Hale had an idea. Take a blanket, put it in a wind tunnel, and "buffet the wazoo out of it," he told the team. "If we'd kicked [it] off days ago, we probably could have accomplished [it]," Kerr replied. It was Aug. 2. Discovery was due to land in six days.
"You have posed a mortal threat to the vehicle," Hale said, leaning forward on the conference table and looking over the top of his thick eyeglasses. "People should not sleep, or take days off, till we get an answer to this problem. Is that clear?"
It takes weeks, more often months, to plan and execute even a simple test in a wind tunnel. Doing it in 48 hours is unheard of. But that is what Kerr's team did. They yanked blankets off a sister ship at Kennedy Space Center in Florida and built three test articles. They got stereo images of Discovery's blanket and damaged the test articles until they looked alike. They jetted them across the continent in a NASA Gulfstream 2 on Aug. 3. While the plane was in the air, mission managers rejected the test plan. It raised more questions than it answered. They revised the plan within an hour, before the plane landed at Ames Research Center in California. They completed a confidence-building run in Ames' Mach 6 wind tunnel about an hour before the management team convened on Aug. 4. The test articles remained intact.

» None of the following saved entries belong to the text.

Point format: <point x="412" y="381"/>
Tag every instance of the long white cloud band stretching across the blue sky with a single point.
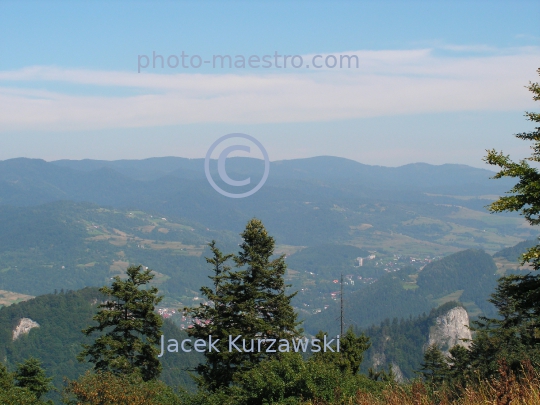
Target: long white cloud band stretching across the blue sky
<point x="387" y="83"/>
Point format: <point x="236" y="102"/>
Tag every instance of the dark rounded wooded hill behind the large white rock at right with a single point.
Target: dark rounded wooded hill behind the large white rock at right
<point x="468" y="276"/>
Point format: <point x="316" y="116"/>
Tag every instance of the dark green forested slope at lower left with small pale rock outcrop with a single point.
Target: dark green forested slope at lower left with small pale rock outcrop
<point x="57" y="341"/>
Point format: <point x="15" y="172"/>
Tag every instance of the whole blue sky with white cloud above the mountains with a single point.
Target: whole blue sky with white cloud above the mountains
<point x="436" y="81"/>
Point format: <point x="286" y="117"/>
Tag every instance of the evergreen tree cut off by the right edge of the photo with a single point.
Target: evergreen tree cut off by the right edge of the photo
<point x="515" y="334"/>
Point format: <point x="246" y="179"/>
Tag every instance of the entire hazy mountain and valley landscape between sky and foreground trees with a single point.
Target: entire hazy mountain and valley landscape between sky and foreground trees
<point x="422" y="232"/>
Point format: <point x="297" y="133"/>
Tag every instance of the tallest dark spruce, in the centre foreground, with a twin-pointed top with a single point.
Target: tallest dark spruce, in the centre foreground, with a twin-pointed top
<point x="249" y="301"/>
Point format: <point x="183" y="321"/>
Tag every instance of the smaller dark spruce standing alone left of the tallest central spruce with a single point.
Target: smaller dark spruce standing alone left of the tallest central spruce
<point x="131" y="329"/>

Discovery landed without incident at Edwards Air Force Base in California on Aug. 9, after a one-day weather delay. NASA gave one of the gap fillers to the Smithsonian Institution. The damaged blanket and the identical test article are being mounted on a plaque to hang in Mission Control. Wayne Hale now manages the space shuttle program. He won't have a seat at the mission management team table when the next shuttle flies, but he'll be at the ready, like hundreds of others, with sage advice and support.